[Mono-dev] Generic sharing: Good news, bad news, how to win big

Mon Apr 14 10:13:11 EDT 2008

<snip>

>
> It seems that only a small number of RGCTXs is ever used, and the ones
> that are used could make do with 2 to 5 slots on average.  For FSharp,
> for instance, if we used an optimal allocation strategy (i.e. only
> allocate RGCTXs if needed, only allocate as many slots as needed and
> don't use any meta-data) we could get the 600k down to about 6k, which
> would be more than acceptable.
>
> There is a problem with allocating a RGCTX lazily, though.  Allocating
> a RGCTX requires some information.  Specifically, it requires the
> MonoVTable* for the class for which to allocate the RGCTX.  This is
> not an issue for non-static methods because the vtable is accessible
> through the "this" argument.  Static methods don't have that argument,
> though.  In fact, the RGCTX must contain a pointer to the vtable
> because we need it in static methods for some purposes, like exception
> handling.  So I think we'll need to switch to passing not the RGCTX,
> but the vtable to static methods, since the latter contains a pointer
> to the RGCTX anyway, which, for lazy allocation, could be NULL.  This
> would give us the additional advantage of not having to store the
> vtable in the RGCTX, saving us 4/8 bytes per RGCTX.
>
> As for how to arrange the RGCTX itself I have the following proposal:
> Let's get rid of all the superclass and type argument type information
> and just concentrate on the extensible part.  I'd like to implement
> two different kinds of RGCTX - small ones and large ones.  Small
> RGCTXs would have space for up to some constant number of slots,
> preferably 3 or 7.  The layout would look like this on a 32-bit
> system:
>
> struct small_rgctx {
>  guint8 size;
>  guint8 slot_numbers[3];
>  gpointer slots[0];
> }
>
> size would be the number of slots in the RGCTX.  slot_numbers would
> identify the type information stored in the slots array.
>
> To fetch an item out of the RGCTX we'd have to search through the
> slot_numbers array to find the required type information and then
> fetch the corresponding pointer from the slots array.  If the type
> information is not found we'd jump into unmanaged code and extend the
> RGCTX by allocating a new one with space for one more slot or, if the
> maximum number of slots is reached, upgrading to a large RGCTX.
> Another reason for using a large RGCTX would be if the values of the
> slot numbers exceeded 255, which should be very unlikely, though.
>
> We could keep free lists per domain of the RGCTXs we've thrown away.
> It might be necessary to use hazard pointers for access to the RGCTX
> so as to avoid reusing memory of a thrown-away RGCTX if another thread
> is still accessing it.
>

Isn't possible or better to do RGCTX free'ing at GC time?

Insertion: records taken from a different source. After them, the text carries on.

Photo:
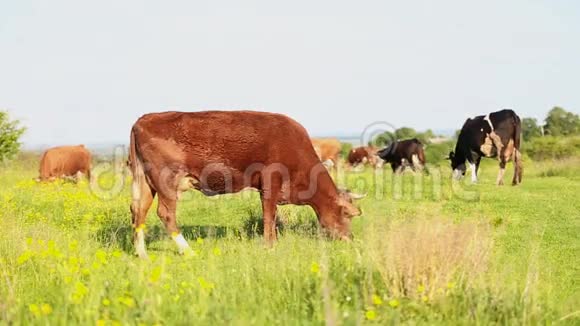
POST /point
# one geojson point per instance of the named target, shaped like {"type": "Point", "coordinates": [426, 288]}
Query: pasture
{"type": "Point", "coordinates": [425, 251]}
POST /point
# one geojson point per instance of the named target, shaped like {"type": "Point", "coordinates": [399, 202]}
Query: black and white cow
{"type": "Point", "coordinates": [403, 153]}
{"type": "Point", "coordinates": [494, 135]}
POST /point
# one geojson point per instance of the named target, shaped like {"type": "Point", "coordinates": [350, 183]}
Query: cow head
{"type": "Point", "coordinates": [387, 153]}
{"type": "Point", "coordinates": [457, 165]}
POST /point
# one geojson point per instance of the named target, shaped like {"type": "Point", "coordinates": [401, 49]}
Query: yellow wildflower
{"type": "Point", "coordinates": [46, 309]}
{"type": "Point", "coordinates": [371, 315]}
{"type": "Point", "coordinates": [34, 309]}
{"type": "Point", "coordinates": [421, 288]}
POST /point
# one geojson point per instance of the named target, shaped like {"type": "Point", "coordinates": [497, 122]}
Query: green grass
{"type": "Point", "coordinates": [508, 255]}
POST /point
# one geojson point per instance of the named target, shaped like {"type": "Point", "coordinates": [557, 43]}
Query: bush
{"type": "Point", "coordinates": [436, 153]}
{"type": "Point", "coordinates": [10, 133]}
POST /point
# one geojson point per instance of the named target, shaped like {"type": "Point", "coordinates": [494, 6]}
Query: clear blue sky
{"type": "Point", "coordinates": [83, 72]}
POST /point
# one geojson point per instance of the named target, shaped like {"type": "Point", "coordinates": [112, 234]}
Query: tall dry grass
{"type": "Point", "coordinates": [425, 259]}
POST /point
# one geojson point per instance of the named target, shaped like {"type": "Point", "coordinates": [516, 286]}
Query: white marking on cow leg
{"type": "Point", "coordinates": [140, 243]}
{"type": "Point", "coordinates": [473, 172]}
{"type": "Point", "coordinates": [499, 181]}
{"type": "Point", "coordinates": [182, 244]}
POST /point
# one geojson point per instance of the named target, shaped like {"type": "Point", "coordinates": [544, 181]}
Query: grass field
{"type": "Point", "coordinates": [424, 252]}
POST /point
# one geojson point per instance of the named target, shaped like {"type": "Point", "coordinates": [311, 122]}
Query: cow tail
{"type": "Point", "coordinates": [43, 171]}
{"type": "Point", "coordinates": [519, 167]}
{"type": "Point", "coordinates": [422, 155]}
{"type": "Point", "coordinates": [135, 164]}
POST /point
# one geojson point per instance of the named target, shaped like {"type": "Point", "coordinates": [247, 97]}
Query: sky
{"type": "Point", "coordinates": [83, 72]}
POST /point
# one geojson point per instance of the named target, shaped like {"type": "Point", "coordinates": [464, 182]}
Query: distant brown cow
{"type": "Point", "coordinates": [219, 152]}
{"type": "Point", "coordinates": [65, 161]}
{"type": "Point", "coordinates": [327, 149]}
{"type": "Point", "coordinates": [363, 155]}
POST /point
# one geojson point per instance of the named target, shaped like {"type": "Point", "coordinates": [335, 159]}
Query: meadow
{"type": "Point", "coordinates": [425, 251]}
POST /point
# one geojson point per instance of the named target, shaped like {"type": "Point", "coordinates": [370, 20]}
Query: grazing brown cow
{"type": "Point", "coordinates": [327, 149]}
{"type": "Point", "coordinates": [225, 152]}
{"type": "Point", "coordinates": [403, 153]}
{"type": "Point", "coordinates": [363, 155]}
{"type": "Point", "coordinates": [65, 161]}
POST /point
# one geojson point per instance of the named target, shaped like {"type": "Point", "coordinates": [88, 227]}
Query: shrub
{"type": "Point", "coordinates": [10, 133]}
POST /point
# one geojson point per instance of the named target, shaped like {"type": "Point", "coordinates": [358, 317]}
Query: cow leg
{"type": "Point", "coordinates": [518, 169]}
{"type": "Point", "coordinates": [473, 167]}
{"type": "Point", "coordinates": [142, 199]}
{"type": "Point", "coordinates": [499, 181]}
{"type": "Point", "coordinates": [269, 209]}
{"type": "Point", "coordinates": [166, 212]}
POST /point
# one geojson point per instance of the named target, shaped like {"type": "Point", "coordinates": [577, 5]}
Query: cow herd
{"type": "Point", "coordinates": [218, 152]}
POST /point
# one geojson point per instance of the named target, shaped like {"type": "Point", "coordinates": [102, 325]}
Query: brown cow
{"type": "Point", "coordinates": [219, 152]}
{"type": "Point", "coordinates": [327, 149]}
{"type": "Point", "coordinates": [65, 161]}
{"type": "Point", "coordinates": [363, 155]}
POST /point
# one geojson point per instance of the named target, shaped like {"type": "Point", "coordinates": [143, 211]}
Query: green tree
{"type": "Point", "coordinates": [10, 133]}
{"type": "Point", "coordinates": [560, 122]}
{"type": "Point", "coordinates": [530, 129]}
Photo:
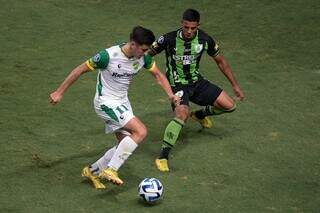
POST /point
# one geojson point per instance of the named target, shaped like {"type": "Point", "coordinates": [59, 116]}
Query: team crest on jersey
{"type": "Point", "coordinates": [160, 39]}
{"type": "Point", "coordinates": [135, 65]}
{"type": "Point", "coordinates": [216, 47]}
{"type": "Point", "coordinates": [96, 58]}
{"type": "Point", "coordinates": [198, 48]}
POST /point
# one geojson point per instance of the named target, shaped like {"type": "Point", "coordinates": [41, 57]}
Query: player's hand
{"type": "Point", "coordinates": [238, 92]}
{"type": "Point", "coordinates": [175, 99]}
{"type": "Point", "coordinates": [55, 97]}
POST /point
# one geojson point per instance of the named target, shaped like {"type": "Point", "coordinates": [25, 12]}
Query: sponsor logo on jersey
{"type": "Point", "coordinates": [126, 74]}
{"type": "Point", "coordinates": [135, 65]}
{"type": "Point", "coordinates": [216, 47]}
{"type": "Point", "coordinates": [185, 57]}
{"type": "Point", "coordinates": [198, 48]}
{"type": "Point", "coordinates": [160, 39]}
{"type": "Point", "coordinates": [96, 58]}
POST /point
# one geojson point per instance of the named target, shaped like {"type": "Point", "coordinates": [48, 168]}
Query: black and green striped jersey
{"type": "Point", "coordinates": [183, 57]}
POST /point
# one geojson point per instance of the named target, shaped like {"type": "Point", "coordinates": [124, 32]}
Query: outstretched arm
{"type": "Point", "coordinates": [162, 80]}
{"type": "Point", "coordinates": [226, 70]}
{"type": "Point", "coordinates": [57, 95]}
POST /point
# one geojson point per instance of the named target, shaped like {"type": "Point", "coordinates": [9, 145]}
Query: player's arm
{"type": "Point", "coordinates": [57, 95]}
{"type": "Point", "coordinates": [227, 71]}
{"type": "Point", "coordinates": [158, 46]}
{"type": "Point", "coordinates": [214, 51]}
{"type": "Point", "coordinates": [99, 61]}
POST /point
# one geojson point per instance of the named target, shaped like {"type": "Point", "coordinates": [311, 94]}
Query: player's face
{"type": "Point", "coordinates": [189, 29]}
{"type": "Point", "coordinates": [139, 50]}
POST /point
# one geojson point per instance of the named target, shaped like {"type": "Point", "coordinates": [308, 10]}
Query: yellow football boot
{"type": "Point", "coordinates": [162, 165]}
{"type": "Point", "coordinates": [94, 178]}
{"type": "Point", "coordinates": [111, 175]}
{"type": "Point", "coordinates": [205, 122]}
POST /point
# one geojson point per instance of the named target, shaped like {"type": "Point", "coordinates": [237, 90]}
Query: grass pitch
{"type": "Point", "coordinates": [262, 158]}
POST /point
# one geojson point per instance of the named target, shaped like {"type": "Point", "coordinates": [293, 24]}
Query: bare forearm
{"type": "Point", "coordinates": [71, 78]}
{"type": "Point", "coordinates": [163, 82]}
{"type": "Point", "coordinates": [226, 70]}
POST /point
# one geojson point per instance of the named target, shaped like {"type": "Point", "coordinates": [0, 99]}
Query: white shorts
{"type": "Point", "coordinates": [115, 115]}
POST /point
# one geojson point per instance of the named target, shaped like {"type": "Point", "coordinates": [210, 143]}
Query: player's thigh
{"type": "Point", "coordinates": [115, 115]}
{"type": "Point", "coordinates": [224, 101]}
{"type": "Point", "coordinates": [137, 129]}
{"type": "Point", "coordinates": [182, 112]}
{"type": "Point", "coordinates": [206, 93]}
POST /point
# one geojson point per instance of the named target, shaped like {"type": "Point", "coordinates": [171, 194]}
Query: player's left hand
{"type": "Point", "coordinates": [238, 92]}
{"type": "Point", "coordinates": [175, 99]}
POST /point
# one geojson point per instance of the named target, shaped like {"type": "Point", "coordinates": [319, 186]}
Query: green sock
{"type": "Point", "coordinates": [170, 137]}
{"type": "Point", "coordinates": [213, 110]}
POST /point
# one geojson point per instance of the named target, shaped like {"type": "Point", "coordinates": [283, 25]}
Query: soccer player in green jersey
{"type": "Point", "coordinates": [116, 66]}
{"type": "Point", "coordinates": [184, 48]}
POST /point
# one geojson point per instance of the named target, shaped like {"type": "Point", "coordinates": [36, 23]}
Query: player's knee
{"type": "Point", "coordinates": [142, 132]}
{"type": "Point", "coordinates": [231, 108]}
{"type": "Point", "coordinates": [182, 114]}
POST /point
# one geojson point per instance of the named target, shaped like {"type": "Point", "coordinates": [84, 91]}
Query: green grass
{"type": "Point", "coordinates": [262, 158]}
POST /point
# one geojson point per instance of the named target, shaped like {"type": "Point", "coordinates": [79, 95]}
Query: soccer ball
{"type": "Point", "coordinates": [150, 189]}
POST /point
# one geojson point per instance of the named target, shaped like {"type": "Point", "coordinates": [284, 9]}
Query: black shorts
{"type": "Point", "coordinates": [202, 93]}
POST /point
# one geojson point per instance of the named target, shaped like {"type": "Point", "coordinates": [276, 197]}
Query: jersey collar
{"type": "Point", "coordinates": [179, 33]}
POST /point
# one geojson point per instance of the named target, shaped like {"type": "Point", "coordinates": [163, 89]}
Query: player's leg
{"type": "Point", "coordinates": [215, 100]}
{"type": "Point", "coordinates": [172, 132]}
{"type": "Point", "coordinates": [223, 104]}
{"type": "Point", "coordinates": [126, 147]}
{"type": "Point", "coordinates": [102, 163]}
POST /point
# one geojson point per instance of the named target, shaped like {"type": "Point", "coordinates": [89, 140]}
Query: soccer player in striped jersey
{"type": "Point", "coordinates": [184, 48]}
{"type": "Point", "coordinates": [116, 68]}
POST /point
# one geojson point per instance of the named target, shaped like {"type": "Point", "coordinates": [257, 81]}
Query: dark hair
{"type": "Point", "coordinates": [142, 36]}
{"type": "Point", "coordinates": [191, 15]}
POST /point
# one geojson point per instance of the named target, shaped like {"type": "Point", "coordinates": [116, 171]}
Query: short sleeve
{"type": "Point", "coordinates": [148, 61]}
{"type": "Point", "coordinates": [159, 45]}
{"type": "Point", "coordinates": [99, 61]}
{"type": "Point", "coordinates": [213, 47]}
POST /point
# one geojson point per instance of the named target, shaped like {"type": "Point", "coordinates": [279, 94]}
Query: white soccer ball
{"type": "Point", "coordinates": [150, 189]}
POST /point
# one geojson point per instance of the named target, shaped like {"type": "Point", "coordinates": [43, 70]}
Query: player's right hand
{"type": "Point", "coordinates": [175, 100]}
{"type": "Point", "coordinates": [55, 97]}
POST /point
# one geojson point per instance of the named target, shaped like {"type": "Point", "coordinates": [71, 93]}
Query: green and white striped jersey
{"type": "Point", "coordinates": [116, 72]}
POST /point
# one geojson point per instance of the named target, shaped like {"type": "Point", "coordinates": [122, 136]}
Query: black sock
{"type": "Point", "coordinates": [164, 154]}
{"type": "Point", "coordinates": [200, 114]}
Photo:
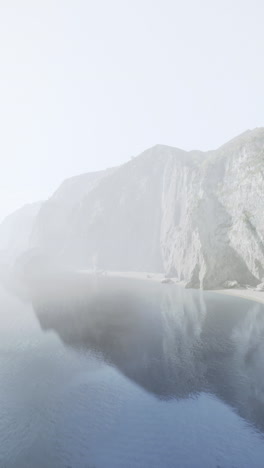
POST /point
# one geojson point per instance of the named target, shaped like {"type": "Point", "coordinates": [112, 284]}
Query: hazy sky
{"type": "Point", "coordinates": [87, 84]}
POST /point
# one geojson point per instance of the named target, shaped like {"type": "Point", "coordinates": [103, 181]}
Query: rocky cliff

It would be
simpler, the hardest
part would be guarding against parking threads inside RGCTX related code,
which can be done with
some link time trickery and a lit of changes on stack scanning code.

>
> A large RGCTX could be some kind of small hash table.
>
> With such data structures we could also do another optimization.
> Right now every class that is either a generic class or is a direct or
> indirect subclass of a generic class has its own RGCTX.  Non-generic
> classes can never give rise to the need for another piece of type
> information in a RGCTX, so they could share the RGCTXs of their
> generic superclasses.
>
> Does this sound like a sensible plan?  Am I missing something crucial?
>  Does anybody have any suggestions or better ideas?
>
> Mark

These are great news Mark.

In Madrid we discussed about using segfaults to trigger lazy filling of
rgctx, have you thought about using that?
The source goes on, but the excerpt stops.